On the other hand, Microsoft became more forceful as the weekend went on. On Saturday, its executives talked mostly about the virtues of immigration. On Sunday night, the company issued a statement calling the executive order “misguided and a fundamental step backwards” and said it would create “collateral damage to the country’s reputation and values.”

Microsoft was not the only company to become bolder in a few hours. Around 10 a.m. on Saturday, Mr. Chesky of Airbnb posted a vague message on Twitter saying “open doors bring all of US together.” By 6 p.m., he was advocating open protest. Early Sunday morning, he wrote a memo to employees warning that Mr. Trump’s new policy was “a direct obstacle to our mission.”

Airbnb is providing free housing to refugees and anyone not allowed in the US. Stayed tuned for more, contact me if urgent need for housing

— Brian Chesky (@bchesky) Jan. 29, 2017

It was a long, dizzying day for an industry that is struggling to find its footing under the new president. “It feels like the air itself has changed, like when a storm comes,” said Shervin Pishevar, a founder of Sherpa Capital and Hyperloop One.

Even before the executive order, pressure had been building on companies to speak out against measures being endorsed by Mr. Trump. Some of that impetus came from employees, and some from activists.

Engineers and product managers at several tech companies spoke to The New York Times on the condition of anonymity. They have signed nondisclosure agreements at their companies and are generally not authorized to speak to the news media.

At Twitter, a number of workers felt frustrated with the disconnect between their company’s product — a platform for free speech — and the extent to which Mr. Trump has used it to attack those who question him and proclaim outright falsehoods to the American public. On Saturday, Jack Dorsey, Twitter’s chief executive, posted and reposted numerous messages denouncing the travel ban.
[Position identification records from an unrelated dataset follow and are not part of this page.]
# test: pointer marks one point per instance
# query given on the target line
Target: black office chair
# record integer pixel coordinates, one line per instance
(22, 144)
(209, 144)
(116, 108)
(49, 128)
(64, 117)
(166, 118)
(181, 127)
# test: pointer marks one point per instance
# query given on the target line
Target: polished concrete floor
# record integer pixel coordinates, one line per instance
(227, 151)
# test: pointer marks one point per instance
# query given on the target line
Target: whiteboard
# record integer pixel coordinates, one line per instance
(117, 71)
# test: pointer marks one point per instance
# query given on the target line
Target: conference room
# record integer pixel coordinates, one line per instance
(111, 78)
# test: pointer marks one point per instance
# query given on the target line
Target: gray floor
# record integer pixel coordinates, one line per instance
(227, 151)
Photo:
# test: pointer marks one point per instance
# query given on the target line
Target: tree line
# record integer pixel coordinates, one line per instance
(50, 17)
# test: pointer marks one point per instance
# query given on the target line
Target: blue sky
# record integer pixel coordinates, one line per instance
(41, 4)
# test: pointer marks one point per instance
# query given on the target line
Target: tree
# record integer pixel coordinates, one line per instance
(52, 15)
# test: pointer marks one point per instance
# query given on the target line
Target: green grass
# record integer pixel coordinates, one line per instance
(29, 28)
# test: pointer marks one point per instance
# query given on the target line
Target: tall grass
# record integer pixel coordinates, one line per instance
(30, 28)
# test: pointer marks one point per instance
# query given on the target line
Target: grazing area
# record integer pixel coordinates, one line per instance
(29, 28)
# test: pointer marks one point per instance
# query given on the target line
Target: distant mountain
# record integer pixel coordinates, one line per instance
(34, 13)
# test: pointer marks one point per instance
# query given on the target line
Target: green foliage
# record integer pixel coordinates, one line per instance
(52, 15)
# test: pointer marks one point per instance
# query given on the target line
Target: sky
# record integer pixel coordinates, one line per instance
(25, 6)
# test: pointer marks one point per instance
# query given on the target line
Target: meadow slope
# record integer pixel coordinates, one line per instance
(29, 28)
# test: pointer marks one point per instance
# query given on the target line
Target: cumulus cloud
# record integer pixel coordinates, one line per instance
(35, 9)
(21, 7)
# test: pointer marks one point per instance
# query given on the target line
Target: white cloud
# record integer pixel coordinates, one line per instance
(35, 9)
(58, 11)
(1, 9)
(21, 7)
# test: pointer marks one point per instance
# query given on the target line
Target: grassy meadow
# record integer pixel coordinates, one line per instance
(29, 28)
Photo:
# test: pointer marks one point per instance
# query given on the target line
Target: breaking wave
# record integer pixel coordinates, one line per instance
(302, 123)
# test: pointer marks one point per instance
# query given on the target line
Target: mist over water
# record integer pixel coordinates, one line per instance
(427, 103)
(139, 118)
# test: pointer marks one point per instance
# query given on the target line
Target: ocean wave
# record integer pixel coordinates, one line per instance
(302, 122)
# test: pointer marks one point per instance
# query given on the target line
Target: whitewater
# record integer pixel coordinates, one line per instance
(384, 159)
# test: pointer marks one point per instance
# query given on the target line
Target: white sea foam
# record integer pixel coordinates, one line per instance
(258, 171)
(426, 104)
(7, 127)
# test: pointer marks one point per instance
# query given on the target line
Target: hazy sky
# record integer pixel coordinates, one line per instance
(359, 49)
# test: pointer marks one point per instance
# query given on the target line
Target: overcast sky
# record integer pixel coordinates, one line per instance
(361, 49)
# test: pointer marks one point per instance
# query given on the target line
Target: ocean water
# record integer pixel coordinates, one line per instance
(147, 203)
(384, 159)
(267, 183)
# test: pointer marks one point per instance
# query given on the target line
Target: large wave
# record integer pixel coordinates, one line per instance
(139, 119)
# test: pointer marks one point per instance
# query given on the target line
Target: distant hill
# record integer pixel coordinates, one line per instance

At Facebook, employees felt a similar sense of discord. Some complained about how long it took Mr. Zuckerberg and Sheryl Sandberg, the chief operating officer, to speak out. Others were upset at the continued presence of Peter Thiel, a venture capitalist and a longtime confidant of Mr. Zuckerberg’s, as a director on Facebook’s board. Mr. Thiel was a donor to Mr. Trump’s campaign and has since become an adviser, and he issued a statement on Saturday evening that reaffirmed his support for the president.

Uber is under one of the brightest spotlights. Travis Kalanick, its chief executive, is part of Mr. Trump’s economic advisory team.
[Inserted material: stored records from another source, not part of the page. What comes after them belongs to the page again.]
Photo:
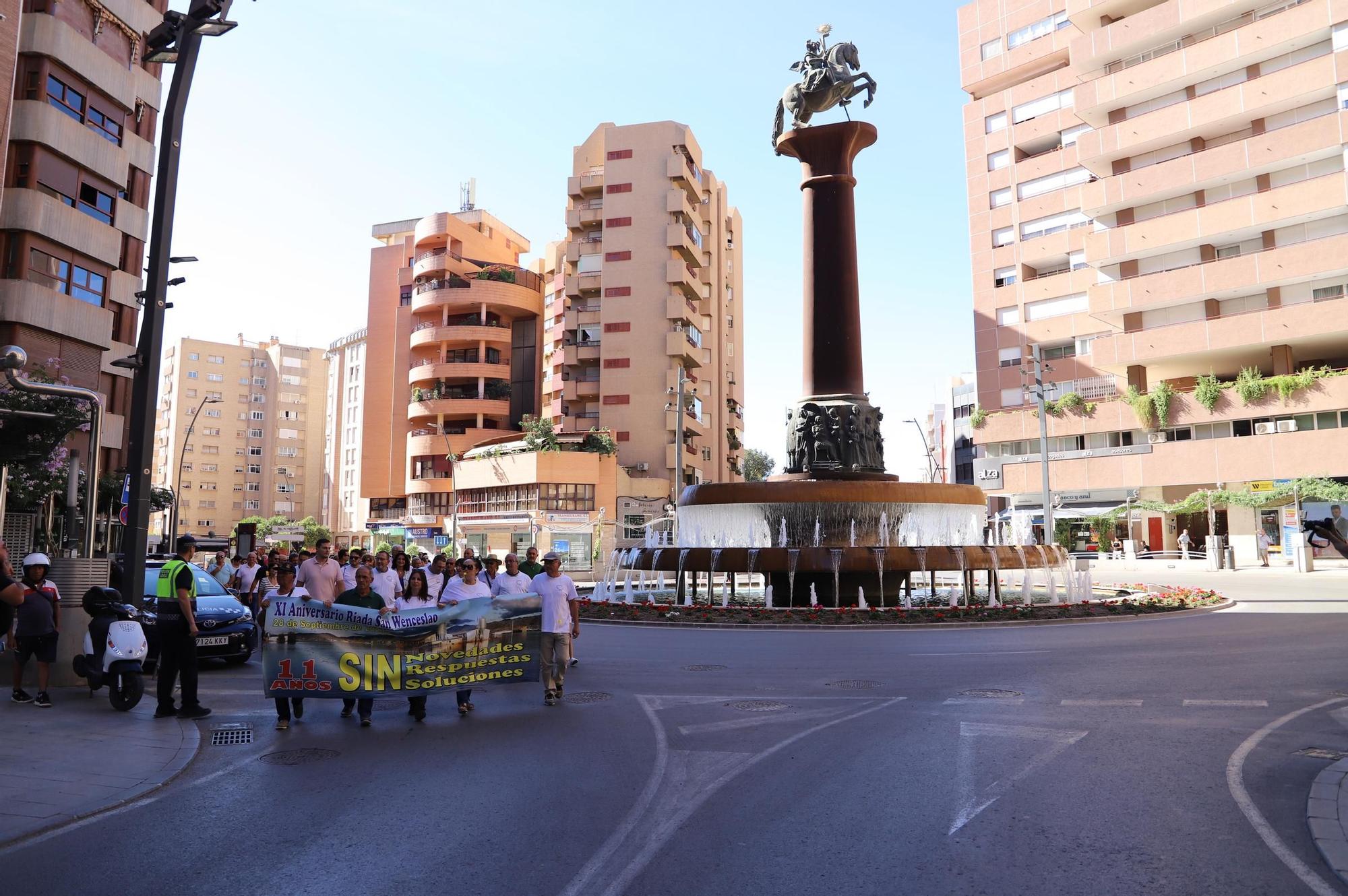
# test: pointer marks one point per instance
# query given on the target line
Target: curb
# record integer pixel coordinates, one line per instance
(181, 761)
(900, 627)
(1327, 816)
That has made Uber a target of protesters, some of whom shut down access to its headquarters on Inauguration Day.

In an email to employees on Saturday titled “Standing up for what’s right,” Mr. Kalanick stressed the importance of pushing for change by working to have a seat at the table and discussing any differences. He said he would be seeing Mr. Trump on Friday.

As protesters at Kennedy International Airport in New York multiplied on Saturday night, cabdrivers — largely immigrants — began a one-hour work stoppage at the airport as a form of protest against the executive order.

Uber did not follow suit. Instead, it posted on Twitter that it was suspending surge pricing at Kennedy Airport. That prompted accusations that it was trying to break the strike, which the company awkwardly denied in anotherTwitter post.

On Sunday morning, its competitor Lyft said it was donating $1 million to the American Civil Liberties Union over the next four years “to defend our Constitution.” On Sunday afternoon, Uber sharpened its criticism of the ban, calling it “wrong and unjust.

Sam Altman, who runs Y Combinator, Silicon Valley’s most prominent start-up incubator, said things were changing so fast that it was hard to predict what was going to happen.

“After the election, a lot of people here said give Trump a chance in good faith, and after he started, a lot of people said give him a chance in good faith,” Mr. Altman said. “Now they are looking at his policies and saying he is a risk to the republic. Saturday was a good beginning, and I think there is more to come.”

Mr. Altman spoke as he was arriving at the airport in San Francisco on Saturday at 10:30 p.m. The protest was continuing, and he intended to join.